Tulane researcher uses gene editing technology in promising step toward eliminating HIV
While HIV infection is now largely manageable with the help of antiretroviral therapy (ART), the virus persists in hard-to-reach reservoirs of the body, requiring those infected to remain on ART for life.
Now, research at Tulane and Temple universities may offer a promising step toward eliminating HIV throughout the body. Scientists using a sophisticated method of gene editing to precisely cut and remove segments of simian immunodeficiency virus (SIV)-specific DNA in viral reservoirs, have prevented the replication of new virus. SIV is a virus closely related to HIV. The team’s findings were published in Nature Communications. The gene editing construct used in this research was developed at Temple and employed at Tulane National Primate Research Center.
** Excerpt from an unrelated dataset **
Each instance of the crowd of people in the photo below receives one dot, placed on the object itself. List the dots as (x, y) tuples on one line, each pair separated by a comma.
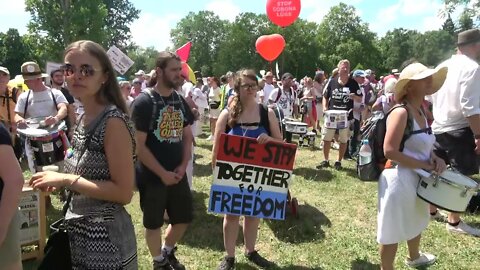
[(120, 132)]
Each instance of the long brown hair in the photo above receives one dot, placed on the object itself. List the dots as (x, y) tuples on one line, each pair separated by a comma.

Using a nonhuman primate model of SIV infection, the researchers demonstrated that an adeno-associated virus can deliver CRISPR/Cas9 gene editing molecules into SIV viral reservoirs in the lymph, spleen, bone marrow and brain. Like using “molecular scissors,” the treatment cuts out sections of viral DNA to prevent the cells in these reservoirs from making new virus.
Within three weeks, the treatment eliminated up to two-thirds of the virus from some hidden reservoirs in nonhuman primate subjects on ART.
Co-corresponding author Andrew MacLean, PhD, associate professor of microbiology and immunology at Tulane National Primate Research Center, is encouraged by the findings.
“This is an important development in what we hope will be an end to HIV/AIDS,” MacLean said. “The next step is to evaluate this treatment over a longer period to determine if we can achieve complete elimination of the virus, possibly even taking subjects off of ART.”
MacLean is hopeful that this treatment strategy will translate to people living with HIV. While lifesaving, ART may also have unintended side effects, and the viral reservoir untouched by the therapy may still be capable of causing neurological complications.
Co-corresponding author also includes Dr. Binhua Ling, one of the principal investigators of the research, and previous associate professor of microbiology and immunology at Tulane University School of Medicine and Tulane National Primate Research Center, and current associate professor at Texas Biomedical Research Institute.
Kamel Khalili, PhD, Laura H. Carnell professor and chair of the department of neuroscience and director of the center for neurovirology at the Lewis Katz School of Medicine at Temple University, was a senior co-investigator on the study with Tricia Burdo, PhD, associate professor in the department of neuroscience. Pietro Mancuso, PhD, an assistant scientist in Khalili's laboratory in the department of neuroscience, was first author on the report.